An economic struggle against China, again centered around tariffs, is likely to be a feature of a second Trump term as well. This could impact Latin America and its criminal dynamics. Marco Rubio has proven himself hawkish on China and Venezuela, as has Trump’s nominated national security advisor, Mike Waltz.

Over the last decade China has increased its engagement in Latin America and the Caribbean, through its Belt and Road initiative and an insatiable appetite for agricultural and mineral commodities. A new billion-dollar deep water port in Chancay, Peru, was inaugurated in November 2024 by President Xi Jinping, the latest addition to some 40 ports that China administers in the region, crucial real estate for TOC.

China’s role in organized crime in Latin America and the Caribbean is notable and grossly underreported, with the exception of the fentanyl trade, the precursors for which tend to come from China. However, Chinese fishing fleets are some of the worst culprits of illegal, unreported, and unregulated (IUU) fishing. China also has an outsized role in other environmental crimes, including shark fins, illegally logged fine wood, as well as claws and teeth from the big cats that roam the Amazon forest. China is one of the principal sources for trade-based money laundering in the region, and Chinese organized crime plays an important role in human smuggling and human trafficking. China does not extradite its citizens, nor does it cooperate in investigations into its citizens’ criminal activities abroad, providing a layer of protection for Chinese organized crime. Any pressure on China to tackle these issues could have profound implications for TOC in the region.

“I don’t think that the Chinese are in any hurry to help the US on criminal issues,” said Evan Ellis, a research professor of Latin American studies at the US Army War College Strategic Studies Institute and expert on Chinese involvement in Latin America and the Caribbean. But, he said, “There is a huge problem with trade-based money laundering. Chinese organized crime is not only involved in human smuggling and trafficking in the region, but also in underground banking, and helping people get their money out of China. All these new forms of money laundering, along with the Chinese role in illegal mining, will get more attention under a Trump administration.”
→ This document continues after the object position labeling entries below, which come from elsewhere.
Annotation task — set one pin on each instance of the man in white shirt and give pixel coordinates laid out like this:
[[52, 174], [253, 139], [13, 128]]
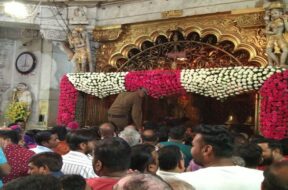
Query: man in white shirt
[[212, 148], [46, 141], [77, 160]]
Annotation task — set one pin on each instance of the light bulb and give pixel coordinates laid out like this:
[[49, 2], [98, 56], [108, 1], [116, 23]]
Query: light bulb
[[16, 9]]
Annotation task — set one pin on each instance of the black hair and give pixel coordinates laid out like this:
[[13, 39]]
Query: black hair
[[163, 134], [75, 138], [251, 154], [274, 178], [42, 136], [177, 132], [141, 157], [13, 135], [50, 159], [149, 138], [34, 182], [284, 143], [73, 182], [61, 131], [114, 153], [219, 138], [169, 157], [272, 143]]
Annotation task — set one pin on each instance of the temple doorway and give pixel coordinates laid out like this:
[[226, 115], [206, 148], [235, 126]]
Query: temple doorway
[[234, 111]]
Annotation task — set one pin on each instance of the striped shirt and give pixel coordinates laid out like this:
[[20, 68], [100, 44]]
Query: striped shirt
[[75, 162]]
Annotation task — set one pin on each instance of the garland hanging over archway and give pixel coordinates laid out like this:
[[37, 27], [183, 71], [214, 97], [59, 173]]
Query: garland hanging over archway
[[219, 83]]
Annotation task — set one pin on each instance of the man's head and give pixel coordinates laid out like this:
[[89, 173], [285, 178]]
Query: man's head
[[81, 140], [45, 163], [47, 139], [9, 137], [177, 133], [34, 182], [131, 136], [211, 143], [144, 158], [271, 150], [107, 130], [251, 153], [149, 137], [141, 182], [111, 155], [178, 184], [73, 182], [276, 176], [142, 92], [171, 159]]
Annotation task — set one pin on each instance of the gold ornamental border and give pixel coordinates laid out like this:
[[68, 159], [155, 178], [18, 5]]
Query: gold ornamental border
[[243, 30]]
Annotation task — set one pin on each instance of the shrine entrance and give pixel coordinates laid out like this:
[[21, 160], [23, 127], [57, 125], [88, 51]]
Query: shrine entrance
[[190, 48]]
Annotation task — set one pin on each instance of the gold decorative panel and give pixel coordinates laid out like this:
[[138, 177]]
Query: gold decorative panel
[[243, 30]]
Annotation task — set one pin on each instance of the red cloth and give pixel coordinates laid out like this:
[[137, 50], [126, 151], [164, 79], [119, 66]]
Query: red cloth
[[101, 183], [17, 157]]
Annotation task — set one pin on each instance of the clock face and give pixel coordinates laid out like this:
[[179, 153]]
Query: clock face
[[25, 62]]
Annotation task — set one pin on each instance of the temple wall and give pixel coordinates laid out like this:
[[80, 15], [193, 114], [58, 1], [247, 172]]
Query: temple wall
[[53, 63]]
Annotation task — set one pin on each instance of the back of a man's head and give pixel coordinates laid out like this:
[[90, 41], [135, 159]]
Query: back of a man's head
[[131, 136], [219, 138], [107, 130], [43, 136], [10, 134], [73, 182], [178, 184], [141, 182], [34, 182], [75, 138], [251, 153], [114, 155], [276, 176], [169, 157], [177, 132], [142, 157], [149, 136], [51, 160]]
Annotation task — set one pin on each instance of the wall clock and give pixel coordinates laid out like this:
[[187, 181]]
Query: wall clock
[[25, 62]]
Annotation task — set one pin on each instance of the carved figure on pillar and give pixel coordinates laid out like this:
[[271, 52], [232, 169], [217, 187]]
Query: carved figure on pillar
[[277, 47]]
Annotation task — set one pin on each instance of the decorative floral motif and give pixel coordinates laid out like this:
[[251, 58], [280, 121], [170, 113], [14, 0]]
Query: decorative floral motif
[[221, 83], [274, 104], [157, 82], [67, 102], [98, 84], [218, 83]]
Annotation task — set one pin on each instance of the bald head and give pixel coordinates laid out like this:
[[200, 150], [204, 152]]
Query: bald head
[[141, 182], [107, 130], [276, 176]]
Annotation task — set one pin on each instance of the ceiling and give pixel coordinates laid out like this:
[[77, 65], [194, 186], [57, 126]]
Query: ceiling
[[80, 2]]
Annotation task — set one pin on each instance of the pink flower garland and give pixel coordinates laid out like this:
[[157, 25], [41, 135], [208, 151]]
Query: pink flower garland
[[157, 82], [274, 106], [67, 102]]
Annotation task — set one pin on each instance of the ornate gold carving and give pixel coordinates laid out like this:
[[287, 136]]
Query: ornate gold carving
[[251, 20], [224, 26], [172, 13], [106, 34]]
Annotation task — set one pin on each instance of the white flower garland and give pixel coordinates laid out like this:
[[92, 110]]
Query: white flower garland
[[221, 83], [98, 84], [218, 83]]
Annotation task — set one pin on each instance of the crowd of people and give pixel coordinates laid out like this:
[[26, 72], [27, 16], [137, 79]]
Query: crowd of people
[[170, 155]]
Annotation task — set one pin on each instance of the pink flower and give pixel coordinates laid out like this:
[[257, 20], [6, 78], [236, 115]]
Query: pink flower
[[274, 103], [67, 102]]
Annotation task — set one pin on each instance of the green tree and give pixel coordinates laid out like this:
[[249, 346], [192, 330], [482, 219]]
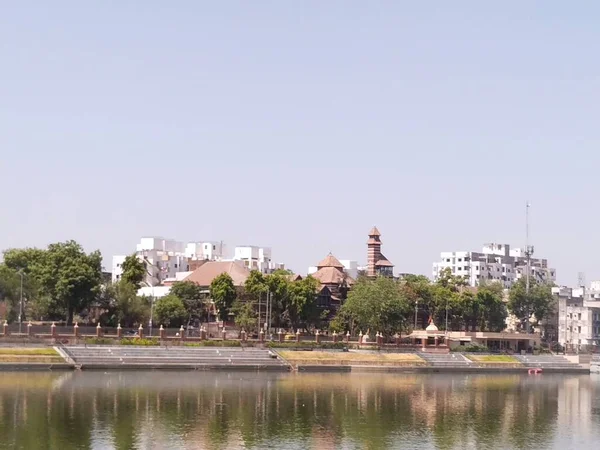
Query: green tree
[[134, 270], [301, 305], [223, 293], [68, 278], [379, 305], [170, 311], [493, 308], [122, 305], [192, 297], [244, 314], [538, 302]]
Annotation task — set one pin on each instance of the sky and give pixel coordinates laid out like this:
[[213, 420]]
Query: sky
[[300, 125]]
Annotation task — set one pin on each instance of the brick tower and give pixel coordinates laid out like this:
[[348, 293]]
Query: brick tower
[[374, 251]]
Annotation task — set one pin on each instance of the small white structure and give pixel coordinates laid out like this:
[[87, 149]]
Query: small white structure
[[254, 258]]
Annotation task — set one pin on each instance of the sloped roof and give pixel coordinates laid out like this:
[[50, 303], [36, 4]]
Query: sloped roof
[[374, 232], [330, 261], [331, 275], [383, 261], [206, 273]]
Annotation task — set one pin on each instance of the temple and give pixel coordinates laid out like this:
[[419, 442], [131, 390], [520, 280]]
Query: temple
[[335, 283], [377, 264]]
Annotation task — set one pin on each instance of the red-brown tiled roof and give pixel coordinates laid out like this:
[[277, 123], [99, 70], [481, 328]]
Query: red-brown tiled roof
[[204, 274], [330, 261]]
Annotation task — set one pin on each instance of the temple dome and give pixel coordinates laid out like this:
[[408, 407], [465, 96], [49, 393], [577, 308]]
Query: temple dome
[[431, 327]]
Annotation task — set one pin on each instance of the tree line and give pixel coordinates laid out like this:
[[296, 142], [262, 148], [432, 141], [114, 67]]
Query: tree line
[[63, 282]]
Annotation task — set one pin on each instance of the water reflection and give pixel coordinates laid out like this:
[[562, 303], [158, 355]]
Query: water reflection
[[127, 410]]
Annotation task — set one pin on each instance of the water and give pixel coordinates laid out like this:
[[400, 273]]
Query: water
[[163, 410]]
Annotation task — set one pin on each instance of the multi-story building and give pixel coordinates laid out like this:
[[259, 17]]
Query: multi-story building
[[209, 251], [255, 258], [496, 262], [163, 259], [578, 317]]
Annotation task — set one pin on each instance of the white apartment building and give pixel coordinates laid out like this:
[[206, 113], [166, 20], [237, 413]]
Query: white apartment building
[[211, 251], [578, 316], [163, 258], [255, 258], [495, 263]]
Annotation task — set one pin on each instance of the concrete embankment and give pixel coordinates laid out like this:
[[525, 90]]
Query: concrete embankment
[[99, 357], [174, 358]]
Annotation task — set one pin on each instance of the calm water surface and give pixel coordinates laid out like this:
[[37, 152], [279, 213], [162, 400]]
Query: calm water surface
[[157, 410]]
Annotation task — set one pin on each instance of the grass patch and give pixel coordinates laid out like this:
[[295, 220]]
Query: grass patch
[[503, 359], [307, 344], [31, 359], [335, 357], [28, 351]]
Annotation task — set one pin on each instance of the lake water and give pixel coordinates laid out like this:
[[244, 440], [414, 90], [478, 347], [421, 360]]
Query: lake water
[[196, 410]]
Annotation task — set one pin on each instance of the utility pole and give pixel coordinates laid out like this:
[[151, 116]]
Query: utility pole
[[416, 309], [259, 323], [528, 253], [21, 305]]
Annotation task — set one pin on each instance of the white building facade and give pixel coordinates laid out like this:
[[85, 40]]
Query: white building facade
[[578, 317], [255, 258], [495, 263], [163, 259]]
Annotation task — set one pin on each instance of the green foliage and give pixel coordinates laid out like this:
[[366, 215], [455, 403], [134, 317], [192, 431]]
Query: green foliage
[[538, 302], [244, 314], [170, 311], [100, 341], [223, 294], [303, 345], [301, 302], [121, 304], [191, 295], [378, 305], [134, 270], [142, 342], [67, 278]]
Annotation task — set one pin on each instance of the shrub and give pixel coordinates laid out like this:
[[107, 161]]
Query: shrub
[[144, 342]]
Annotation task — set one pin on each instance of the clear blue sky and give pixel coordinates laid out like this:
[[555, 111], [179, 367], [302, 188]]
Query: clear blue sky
[[299, 125]]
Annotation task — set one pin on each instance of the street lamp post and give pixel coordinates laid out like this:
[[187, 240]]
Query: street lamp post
[[416, 308], [151, 314], [21, 305]]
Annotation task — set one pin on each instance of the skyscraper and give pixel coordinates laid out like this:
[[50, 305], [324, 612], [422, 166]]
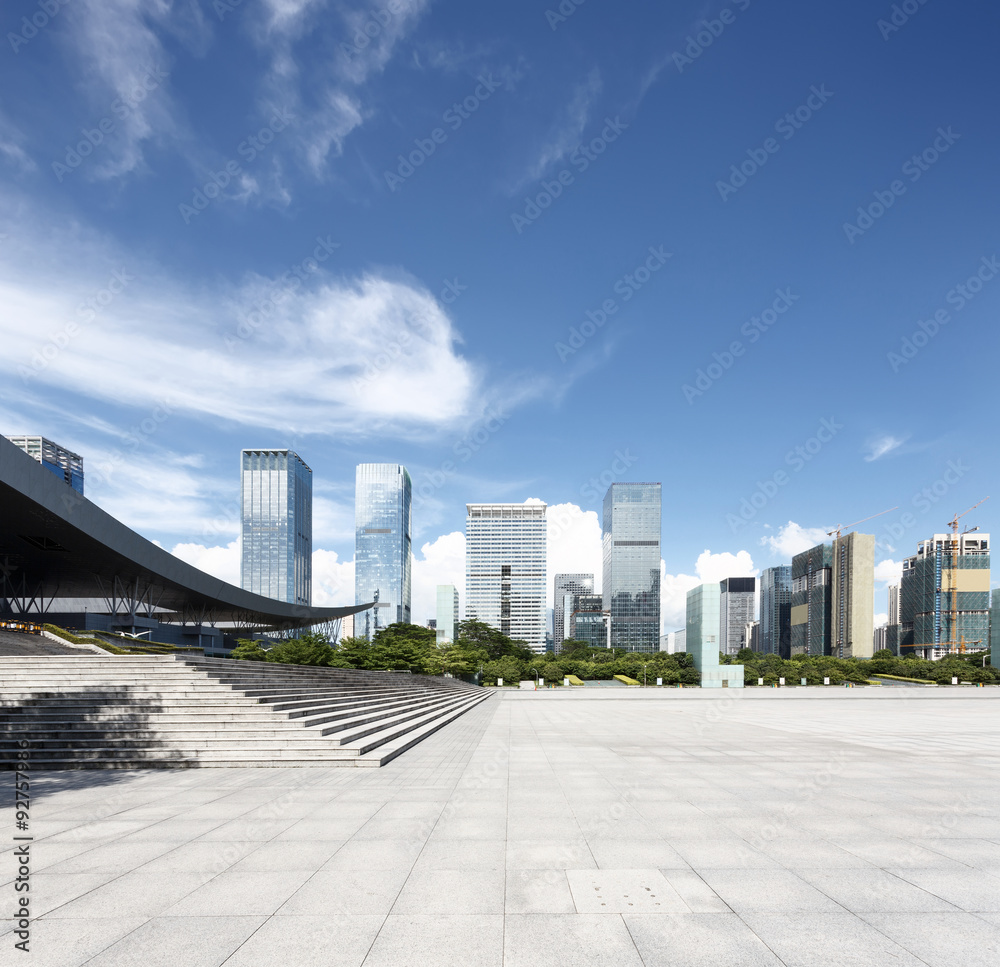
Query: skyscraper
[[383, 557], [447, 613], [631, 537], [505, 563], [833, 591], [892, 626], [852, 600], [944, 598], [810, 613], [736, 611], [276, 510], [567, 587], [776, 611], [62, 462], [702, 638]]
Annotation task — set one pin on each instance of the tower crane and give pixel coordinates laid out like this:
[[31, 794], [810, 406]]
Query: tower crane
[[953, 644], [836, 531]]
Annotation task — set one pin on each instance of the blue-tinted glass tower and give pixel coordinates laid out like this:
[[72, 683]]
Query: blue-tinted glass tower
[[276, 505], [383, 556], [632, 565]]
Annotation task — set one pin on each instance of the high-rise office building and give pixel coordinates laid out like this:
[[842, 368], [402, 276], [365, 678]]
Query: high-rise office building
[[892, 626], [631, 551], [383, 557], [593, 627], [567, 587], [702, 638], [736, 611], [447, 613], [276, 511], [944, 599], [810, 613], [505, 563], [775, 636], [65, 464], [852, 597], [833, 592]]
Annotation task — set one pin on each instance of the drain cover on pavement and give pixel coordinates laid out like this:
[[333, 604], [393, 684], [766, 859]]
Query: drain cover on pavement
[[620, 891]]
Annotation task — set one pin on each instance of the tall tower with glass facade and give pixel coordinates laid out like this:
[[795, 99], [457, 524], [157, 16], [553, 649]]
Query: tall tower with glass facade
[[944, 597], [447, 613], [65, 464], [382, 552], [736, 611], [276, 510], [505, 563], [565, 593], [776, 611], [631, 536]]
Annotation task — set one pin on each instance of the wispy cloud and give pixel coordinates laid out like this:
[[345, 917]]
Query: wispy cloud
[[793, 539], [565, 135], [329, 103], [373, 353], [881, 446], [118, 44]]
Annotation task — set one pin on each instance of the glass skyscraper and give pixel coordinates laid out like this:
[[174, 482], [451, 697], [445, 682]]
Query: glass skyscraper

It seems likely that the Trump administration will take a tougher line on Venezuela and China, and pressure Latin American nations on the issues of migration and TOC as far as it directly threatens the United States. This is unlikely, however, to translate into an integrated regional strategy to reduce organized crime as one of the main motors for migration and the single greatest threat to democracy and governance in the region.

Illegal economies, and therefore criminal earnings, in Latin America and the Caribbean are going to increase during 2025, led by the cocaine, gold, and human smuggling networks, which overlap and present a global security threat. With “America First,” political instability on the rise, autocracies in Cuba, Nicaragua, and Venezuela, a failed state in Haiti, and political chaos in Guatemala, Peru, and Bolivia, the regional fight against TOC is less of a political priority in the Western Hemisphere. Transnational organized crime likes nothing more than division, political chaos, bumper profits, and plenty of opportunities. The year 2025 offers all of these.